Limitations Of The OpenDocument Presentation Format
The use of a ZIP archive to encapsulate XML files plus resources is an
elegant approach to an application file format.
It is clearly superior to a custom binary file format.
But using an SQLite database as the
container, instead of ZIP, would be more elegant still.
A ZIP archive is basically a key/value database, optimized for
the case of write-once/read-many and for a relatively small number
of distinct keys (a few hundred to a few thousand) each with a large BLOB
as its value. A ZIP archive can be viewed as a “pile-of-files”
database. This works, but it has some shortcomings relative to an
SQLite database, as follows:
-
Incremental update is hard.
It is difficult to update individual entries in a ZIP archive.
It is especially difficult to update individual entries in a ZIP
archive in a way that does not destroy
the entire document if the computer loses power and/or crashes
in the middle of the update. It is not impossible to do this, but
it is sufficiently difficult that nobody actually does it. Instead, whenever
the user selects “File/Save”, the entire ZIP archive is rewritten.
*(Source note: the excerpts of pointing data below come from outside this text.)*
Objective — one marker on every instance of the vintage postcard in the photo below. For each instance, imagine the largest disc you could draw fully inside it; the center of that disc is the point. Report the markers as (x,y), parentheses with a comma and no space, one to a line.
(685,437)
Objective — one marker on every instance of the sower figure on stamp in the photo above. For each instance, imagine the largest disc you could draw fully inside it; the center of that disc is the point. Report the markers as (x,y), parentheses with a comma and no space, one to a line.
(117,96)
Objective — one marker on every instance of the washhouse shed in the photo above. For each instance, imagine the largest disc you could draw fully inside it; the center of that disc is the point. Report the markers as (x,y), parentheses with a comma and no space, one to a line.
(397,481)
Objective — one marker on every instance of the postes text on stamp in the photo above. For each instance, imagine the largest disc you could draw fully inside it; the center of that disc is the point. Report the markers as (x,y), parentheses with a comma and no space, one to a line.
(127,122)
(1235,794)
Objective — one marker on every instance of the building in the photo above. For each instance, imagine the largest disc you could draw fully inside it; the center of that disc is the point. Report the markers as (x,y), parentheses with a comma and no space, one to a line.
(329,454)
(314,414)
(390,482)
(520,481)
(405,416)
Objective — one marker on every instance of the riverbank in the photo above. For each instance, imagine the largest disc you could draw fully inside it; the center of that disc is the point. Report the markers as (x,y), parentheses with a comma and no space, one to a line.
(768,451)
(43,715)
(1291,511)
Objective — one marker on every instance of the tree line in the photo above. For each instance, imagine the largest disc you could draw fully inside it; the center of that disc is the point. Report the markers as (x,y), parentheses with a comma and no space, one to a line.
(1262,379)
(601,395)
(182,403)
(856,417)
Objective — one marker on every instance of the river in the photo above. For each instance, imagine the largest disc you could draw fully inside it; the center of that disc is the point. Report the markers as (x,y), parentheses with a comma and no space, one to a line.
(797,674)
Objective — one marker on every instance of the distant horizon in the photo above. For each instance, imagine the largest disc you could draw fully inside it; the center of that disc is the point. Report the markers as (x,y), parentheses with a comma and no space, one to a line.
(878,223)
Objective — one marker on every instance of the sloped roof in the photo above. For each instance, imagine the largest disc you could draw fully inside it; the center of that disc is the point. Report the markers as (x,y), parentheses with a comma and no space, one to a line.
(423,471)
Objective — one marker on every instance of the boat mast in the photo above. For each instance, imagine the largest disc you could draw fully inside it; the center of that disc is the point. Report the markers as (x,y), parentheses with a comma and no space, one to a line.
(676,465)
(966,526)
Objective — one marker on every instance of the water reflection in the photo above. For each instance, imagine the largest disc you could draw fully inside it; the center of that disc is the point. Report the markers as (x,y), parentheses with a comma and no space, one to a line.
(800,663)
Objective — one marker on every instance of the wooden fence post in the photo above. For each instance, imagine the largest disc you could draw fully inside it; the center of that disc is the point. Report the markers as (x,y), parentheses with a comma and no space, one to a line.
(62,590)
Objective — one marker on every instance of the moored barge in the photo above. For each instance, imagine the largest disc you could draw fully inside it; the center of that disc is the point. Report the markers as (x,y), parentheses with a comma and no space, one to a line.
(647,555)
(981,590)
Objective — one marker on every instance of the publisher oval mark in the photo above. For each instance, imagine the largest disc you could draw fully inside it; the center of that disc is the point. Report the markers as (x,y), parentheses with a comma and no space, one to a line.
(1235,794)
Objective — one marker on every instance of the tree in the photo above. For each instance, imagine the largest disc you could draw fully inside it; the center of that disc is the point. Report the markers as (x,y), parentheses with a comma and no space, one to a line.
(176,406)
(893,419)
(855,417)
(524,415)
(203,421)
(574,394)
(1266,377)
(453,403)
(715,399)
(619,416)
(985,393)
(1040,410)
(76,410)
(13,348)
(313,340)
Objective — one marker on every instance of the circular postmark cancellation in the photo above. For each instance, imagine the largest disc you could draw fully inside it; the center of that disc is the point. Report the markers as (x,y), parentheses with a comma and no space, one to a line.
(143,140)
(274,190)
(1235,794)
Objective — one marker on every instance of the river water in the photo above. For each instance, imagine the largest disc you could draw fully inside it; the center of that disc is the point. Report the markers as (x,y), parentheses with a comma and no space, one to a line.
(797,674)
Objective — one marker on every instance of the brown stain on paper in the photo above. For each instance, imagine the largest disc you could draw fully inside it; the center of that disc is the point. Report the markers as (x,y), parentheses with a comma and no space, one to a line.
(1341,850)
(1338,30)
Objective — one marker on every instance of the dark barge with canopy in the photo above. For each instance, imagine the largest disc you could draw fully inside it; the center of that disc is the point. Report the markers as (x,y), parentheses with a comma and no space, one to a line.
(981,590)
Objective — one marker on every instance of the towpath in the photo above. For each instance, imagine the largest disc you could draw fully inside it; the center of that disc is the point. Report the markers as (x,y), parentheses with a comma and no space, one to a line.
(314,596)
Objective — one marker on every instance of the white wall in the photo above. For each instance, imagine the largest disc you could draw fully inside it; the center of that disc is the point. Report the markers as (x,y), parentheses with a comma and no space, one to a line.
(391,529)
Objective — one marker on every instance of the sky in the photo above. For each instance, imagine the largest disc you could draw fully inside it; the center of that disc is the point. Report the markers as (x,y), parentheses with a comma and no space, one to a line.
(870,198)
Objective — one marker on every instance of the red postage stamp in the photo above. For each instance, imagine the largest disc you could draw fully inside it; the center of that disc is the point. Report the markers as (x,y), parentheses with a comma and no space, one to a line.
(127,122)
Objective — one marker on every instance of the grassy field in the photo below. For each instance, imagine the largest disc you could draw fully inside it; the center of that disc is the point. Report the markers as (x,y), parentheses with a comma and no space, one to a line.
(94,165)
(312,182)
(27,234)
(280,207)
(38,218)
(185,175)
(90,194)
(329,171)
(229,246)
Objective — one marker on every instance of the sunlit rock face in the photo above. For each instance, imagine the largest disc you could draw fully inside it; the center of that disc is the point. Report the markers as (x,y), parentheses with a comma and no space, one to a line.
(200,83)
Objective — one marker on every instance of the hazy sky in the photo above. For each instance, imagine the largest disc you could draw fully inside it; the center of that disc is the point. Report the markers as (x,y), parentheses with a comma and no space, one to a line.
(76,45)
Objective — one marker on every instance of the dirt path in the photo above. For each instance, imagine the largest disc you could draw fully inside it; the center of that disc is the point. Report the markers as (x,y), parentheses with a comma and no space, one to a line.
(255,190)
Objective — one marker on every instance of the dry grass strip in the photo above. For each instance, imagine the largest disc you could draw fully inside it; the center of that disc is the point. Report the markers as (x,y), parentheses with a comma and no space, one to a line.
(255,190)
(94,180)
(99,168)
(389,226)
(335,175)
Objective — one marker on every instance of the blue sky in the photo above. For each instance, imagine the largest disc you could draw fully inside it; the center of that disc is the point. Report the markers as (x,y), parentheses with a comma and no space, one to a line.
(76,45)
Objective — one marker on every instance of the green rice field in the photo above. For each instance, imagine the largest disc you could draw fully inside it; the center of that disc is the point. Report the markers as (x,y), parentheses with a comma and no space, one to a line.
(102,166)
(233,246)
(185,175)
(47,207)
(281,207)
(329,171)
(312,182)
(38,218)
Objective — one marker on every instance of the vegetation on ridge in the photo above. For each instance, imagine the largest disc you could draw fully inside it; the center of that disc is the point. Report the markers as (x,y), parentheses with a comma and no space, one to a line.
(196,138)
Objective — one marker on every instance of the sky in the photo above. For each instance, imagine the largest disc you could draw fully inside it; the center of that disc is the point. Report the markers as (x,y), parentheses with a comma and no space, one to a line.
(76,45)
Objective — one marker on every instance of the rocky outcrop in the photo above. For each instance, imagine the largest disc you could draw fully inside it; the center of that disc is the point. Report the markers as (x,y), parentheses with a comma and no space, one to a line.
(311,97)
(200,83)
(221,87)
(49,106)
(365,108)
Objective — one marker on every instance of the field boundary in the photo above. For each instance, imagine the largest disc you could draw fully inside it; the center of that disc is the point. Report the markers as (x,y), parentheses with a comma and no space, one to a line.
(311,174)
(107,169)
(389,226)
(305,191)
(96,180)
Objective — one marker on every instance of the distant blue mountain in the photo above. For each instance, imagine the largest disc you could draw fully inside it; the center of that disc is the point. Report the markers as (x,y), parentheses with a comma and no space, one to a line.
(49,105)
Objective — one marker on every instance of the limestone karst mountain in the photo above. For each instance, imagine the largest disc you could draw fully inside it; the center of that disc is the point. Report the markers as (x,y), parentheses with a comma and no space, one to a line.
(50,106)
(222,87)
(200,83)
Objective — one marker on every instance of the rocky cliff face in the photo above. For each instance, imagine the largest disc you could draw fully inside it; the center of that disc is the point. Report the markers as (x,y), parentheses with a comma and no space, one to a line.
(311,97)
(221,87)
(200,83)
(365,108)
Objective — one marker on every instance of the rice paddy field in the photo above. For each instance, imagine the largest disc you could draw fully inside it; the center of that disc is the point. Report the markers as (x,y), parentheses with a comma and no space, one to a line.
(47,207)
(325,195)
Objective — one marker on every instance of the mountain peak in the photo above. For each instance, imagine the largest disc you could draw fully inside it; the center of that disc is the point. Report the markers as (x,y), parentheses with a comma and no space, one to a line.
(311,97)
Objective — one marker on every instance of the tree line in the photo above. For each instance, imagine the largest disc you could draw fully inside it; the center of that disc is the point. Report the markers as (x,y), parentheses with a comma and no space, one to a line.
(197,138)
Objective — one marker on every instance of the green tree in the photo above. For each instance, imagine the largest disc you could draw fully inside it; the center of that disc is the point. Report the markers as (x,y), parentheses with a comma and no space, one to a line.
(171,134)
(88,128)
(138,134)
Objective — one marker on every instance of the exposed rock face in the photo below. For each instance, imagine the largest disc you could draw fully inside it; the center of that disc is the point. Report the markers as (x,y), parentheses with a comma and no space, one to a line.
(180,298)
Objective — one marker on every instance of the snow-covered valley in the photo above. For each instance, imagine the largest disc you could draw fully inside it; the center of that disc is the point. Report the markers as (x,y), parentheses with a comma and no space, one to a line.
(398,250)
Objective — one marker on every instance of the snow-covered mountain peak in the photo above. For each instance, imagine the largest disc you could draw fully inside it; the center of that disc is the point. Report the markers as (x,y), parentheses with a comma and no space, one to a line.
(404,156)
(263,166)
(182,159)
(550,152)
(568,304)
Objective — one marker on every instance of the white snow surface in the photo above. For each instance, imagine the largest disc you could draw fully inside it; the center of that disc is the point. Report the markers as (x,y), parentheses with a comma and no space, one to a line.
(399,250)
Hence, “File/Save” takes longer than it ought, especially on
older hardware. Newer machines are faster, but it is still bothersome
that changing a single character in a 50 megabyte presentation causes one
to burn through 50 megabytes of the finite write life on the SSD. -
Startup is slow.
In keeping with the pile-of-files theme, OpenDocument stores all slide
content in a single big XML file named “content.xml”.
LibreOffice reads and parses this entire file just to display
the first slide.
LibreOffice also seems to
read all images into memory as well, which makes sense seeing as when
the user does “File/Save” it is going to have to write them all back out
again, even though none of them changed. The net effect is that
start-up is slow. Double-clicking an OpenDocument file brings up a
progress bar rather than the first slide.
This results in a bad user experience.
The situation grows ever more annoying as
the document size increases. -
More memory is required.
Because ZIP archives are optimized for storing big chunks of content, they
encourage a style of programming where the entire document is read into
memory at startup, all editing occurs in memory, then the entire document
is written to disk during “File/Save”. OpenOffice and its descendants
embrace that pattern.One might argue that it is ok, in this era of multi-gigabyte desktops, to
read the entire document into memory.
But it is not ok.
For one, the amount of memory used far exceeds the (compressed) file size
on disk. So a 50MB presentation might take 200MB or more RAM.
That still is not a problem if one only edits a single document at a time.
But when working on a talk, this author will typically have 10 or 15 different
presentations up all at the same
time (to facilitate copy/paste of slides from past presentation) and so
gigabytes of memory are required.
Add in an open web browser or two and a few other
desktop apps, and s